That shouldn't stop good development. As John Lennon famously said, "I'm an artist. Give me a tuba and I can get you something out of it."
Now go code. Make beautiful, good code with whatever tools they give you. Be the artist.
"We receive as friendly that which agrees with, we resist with dislike that which opposes us" - Faraday
Moving to .net won't make you any happier, because strong typing does not make a better code base. Better programmers make better code base. And neither PHP nor .net require you in any way to be a good programmer. Both come with sufficiently plentiful training wheels that both of them attract people who have no idea what they're doing and rely mostly on cargo cult programming.
But this is how programming is these days. Yes, you still have a few good (and very expensive) people who know what they're doing and who actually understand the implications of using this function (or API call) instead of that one, but for every programmer who does know that, you have at least a dozen who copy/paste most of their code from various online sources after googling the problem du jour. This is an universal problem and not one you can solve by switching the programming language.
If you want to solve that problem, you have to switch the user base.
We used to have a Bill of Rights. Now, with the rights gone, all we have left is the bill.
I was strictly a .NET programmer from, jeez, 1.0 up to almost v3. Loved the IDE, code base felt "bigger" than it needed to be for projects. My main issue was that the application on the server just dies a lot. And this wasnt just 1 app, at one company, my experience across multiple companies, multiple setups, it just seemed the the application would crash for no reason and need completely restarted pretty regularly.

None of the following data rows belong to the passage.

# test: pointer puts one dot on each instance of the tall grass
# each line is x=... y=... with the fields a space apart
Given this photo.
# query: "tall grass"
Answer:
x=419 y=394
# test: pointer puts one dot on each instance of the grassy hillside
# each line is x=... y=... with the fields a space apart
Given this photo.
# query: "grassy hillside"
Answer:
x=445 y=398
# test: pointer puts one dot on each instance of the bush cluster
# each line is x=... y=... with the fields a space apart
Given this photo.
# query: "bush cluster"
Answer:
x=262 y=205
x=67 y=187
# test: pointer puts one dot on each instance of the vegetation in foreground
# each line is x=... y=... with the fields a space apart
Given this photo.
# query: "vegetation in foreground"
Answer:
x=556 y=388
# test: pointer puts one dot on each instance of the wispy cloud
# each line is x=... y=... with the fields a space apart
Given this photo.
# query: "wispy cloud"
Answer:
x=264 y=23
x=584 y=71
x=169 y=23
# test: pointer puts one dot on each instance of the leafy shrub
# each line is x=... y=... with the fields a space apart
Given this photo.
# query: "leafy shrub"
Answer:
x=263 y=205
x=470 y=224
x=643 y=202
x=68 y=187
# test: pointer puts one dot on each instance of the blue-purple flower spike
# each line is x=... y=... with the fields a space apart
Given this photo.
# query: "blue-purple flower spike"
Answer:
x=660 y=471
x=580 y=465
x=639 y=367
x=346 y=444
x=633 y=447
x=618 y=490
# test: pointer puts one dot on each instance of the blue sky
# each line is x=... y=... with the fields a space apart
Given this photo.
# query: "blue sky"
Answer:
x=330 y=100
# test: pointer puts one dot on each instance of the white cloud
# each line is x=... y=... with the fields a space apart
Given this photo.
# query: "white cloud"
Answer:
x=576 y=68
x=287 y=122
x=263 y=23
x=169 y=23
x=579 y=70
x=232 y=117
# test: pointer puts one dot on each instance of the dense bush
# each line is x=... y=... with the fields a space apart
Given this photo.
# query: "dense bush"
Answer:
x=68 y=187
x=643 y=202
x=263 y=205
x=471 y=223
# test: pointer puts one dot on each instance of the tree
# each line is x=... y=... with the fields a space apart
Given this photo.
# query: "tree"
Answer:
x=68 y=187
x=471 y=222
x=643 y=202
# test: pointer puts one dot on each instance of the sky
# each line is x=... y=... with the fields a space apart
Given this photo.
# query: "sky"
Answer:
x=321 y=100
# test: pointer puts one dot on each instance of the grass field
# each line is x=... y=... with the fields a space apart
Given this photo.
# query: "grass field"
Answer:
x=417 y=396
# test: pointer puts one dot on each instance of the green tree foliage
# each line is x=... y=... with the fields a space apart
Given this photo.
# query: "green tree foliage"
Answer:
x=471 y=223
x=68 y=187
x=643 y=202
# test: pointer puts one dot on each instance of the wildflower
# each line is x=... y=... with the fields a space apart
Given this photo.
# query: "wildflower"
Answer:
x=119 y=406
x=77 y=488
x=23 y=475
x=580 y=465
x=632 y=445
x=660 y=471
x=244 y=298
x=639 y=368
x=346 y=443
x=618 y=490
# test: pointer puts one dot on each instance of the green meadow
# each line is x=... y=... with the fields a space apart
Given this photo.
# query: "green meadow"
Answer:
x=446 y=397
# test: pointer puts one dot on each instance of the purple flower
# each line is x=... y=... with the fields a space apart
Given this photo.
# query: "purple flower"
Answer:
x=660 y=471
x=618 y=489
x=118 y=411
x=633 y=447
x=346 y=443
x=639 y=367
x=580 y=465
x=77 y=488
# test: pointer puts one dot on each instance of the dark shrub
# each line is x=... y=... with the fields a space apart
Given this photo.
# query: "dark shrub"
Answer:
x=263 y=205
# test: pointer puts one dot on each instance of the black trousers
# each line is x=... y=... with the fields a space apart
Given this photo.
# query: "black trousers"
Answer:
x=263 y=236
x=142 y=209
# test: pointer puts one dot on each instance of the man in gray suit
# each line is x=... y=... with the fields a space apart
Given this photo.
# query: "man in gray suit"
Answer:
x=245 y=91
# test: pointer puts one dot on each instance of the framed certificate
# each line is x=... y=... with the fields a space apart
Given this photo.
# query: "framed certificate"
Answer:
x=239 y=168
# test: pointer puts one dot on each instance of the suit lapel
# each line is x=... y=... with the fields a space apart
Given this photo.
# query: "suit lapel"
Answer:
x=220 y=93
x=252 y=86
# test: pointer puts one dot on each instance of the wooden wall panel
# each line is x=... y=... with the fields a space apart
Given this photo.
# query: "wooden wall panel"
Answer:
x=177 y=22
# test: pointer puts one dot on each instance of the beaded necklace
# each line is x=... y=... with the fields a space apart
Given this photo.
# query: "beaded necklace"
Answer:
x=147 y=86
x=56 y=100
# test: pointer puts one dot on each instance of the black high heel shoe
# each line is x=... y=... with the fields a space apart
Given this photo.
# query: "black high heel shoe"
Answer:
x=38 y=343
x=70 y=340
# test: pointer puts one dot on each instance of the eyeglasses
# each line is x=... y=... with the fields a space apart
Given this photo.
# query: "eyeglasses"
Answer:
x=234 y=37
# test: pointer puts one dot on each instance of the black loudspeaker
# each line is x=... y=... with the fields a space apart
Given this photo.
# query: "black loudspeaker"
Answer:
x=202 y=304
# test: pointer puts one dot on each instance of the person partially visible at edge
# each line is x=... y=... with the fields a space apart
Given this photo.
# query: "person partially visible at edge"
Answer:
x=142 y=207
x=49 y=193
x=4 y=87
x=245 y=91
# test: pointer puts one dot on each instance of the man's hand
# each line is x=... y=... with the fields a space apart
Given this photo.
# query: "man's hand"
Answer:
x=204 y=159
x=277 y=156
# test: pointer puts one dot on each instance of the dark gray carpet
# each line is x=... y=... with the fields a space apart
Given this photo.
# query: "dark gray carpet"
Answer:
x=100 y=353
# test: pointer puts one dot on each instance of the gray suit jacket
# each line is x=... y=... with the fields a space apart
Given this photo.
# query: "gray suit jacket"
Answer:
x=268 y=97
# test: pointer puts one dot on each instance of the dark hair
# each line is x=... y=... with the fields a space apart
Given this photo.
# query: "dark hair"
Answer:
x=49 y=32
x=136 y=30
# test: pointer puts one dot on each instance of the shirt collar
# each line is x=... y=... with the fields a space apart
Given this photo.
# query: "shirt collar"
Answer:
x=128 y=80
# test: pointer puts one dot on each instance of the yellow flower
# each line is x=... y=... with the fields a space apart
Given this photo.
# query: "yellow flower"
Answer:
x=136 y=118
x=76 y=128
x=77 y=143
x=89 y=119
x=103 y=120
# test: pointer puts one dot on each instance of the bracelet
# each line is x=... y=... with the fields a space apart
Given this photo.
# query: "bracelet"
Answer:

.NET/IIS might be better now, but that was my experience.
Been on PHP/LAMP for several years now and that bastard never so much as went down once.
//TODO: Insert catchy phrase
New coders look at crap PHP and think "I can do that!"
Experienced coders look at crap PHP and think "That's crap PHP."
Old coders look at crap PHP and think "Job security."
Red to red, black to black. Switch it on, but stand well back.
As a developer who did 6 years of Java, 4 years of C# and 5 years of PHP for a living, PHP is not a good language for long term maintainability in a team. So, if you are alone on the project, you know perfectly your way around the language quirks, know how to use composer properly and have no need for scalability, then PHP is probably good enough for you. In any other case, do not use PHP.
PHP is a bad language for teams with various levels of knowledge of the language, who do not pair-program or when scalability (connection pooling issues mostly, and not only DB connections) matters, of if you want to use microservices inside of a PHP script (there is a circle in PHP hell for that).
In a nutshell, PHP is a bad language to have legacy code in, and not easily scalable. It is quirky, though not unmanageably quirky with the right tools, but once you ignore warnings, do not use proper code quality tools (sonarqube and such), you are definitely fucked with PHP. And these days, I am maintaining several of those nightmare no-framework, reinvent-the-wheel, warnings everywhere and no composer and custom classloading PHP application.
By the way, beware of C# in a team. C# is a huge and complex language. Just like C++, you must agree on a subset of a language, for consistency sake. Once you got your subset, you are good to go.
Stupidity is the root of all evil.
There's little to no difference between python and php that isn't purely syntactical.
And there are places where syntax makes all the difference, such as list comprehensions (and the generator expressions that power them).
all the criticisms against php are equally valid against python.
I've found a few, which I'll quote here for convenience:
[1] From March 2005 through September 2013, cURL could not follow redirects with open_basedir enabled because of a heavy-handed security fix.
I once got hired to fix a PHP-based website that had been done by a couple of fly by nighters. It was a fucking nightmare. Because they were lazy and/or stupid, they had enabled every bad directive from the bad old days. They didn't even use functions, it looked more like BASIC spaghetti code. In the end I refused to do any more work until the contract was rewritten so that I was billing out time. At the end of the day I essentially threw out what these idiots had written and rewrote the whole thing from the ground up. But I vowed after that that I would never take on a job where I had to fix someone else's spaghetti code. Hire me to rewrite, that's fine, but not to repair.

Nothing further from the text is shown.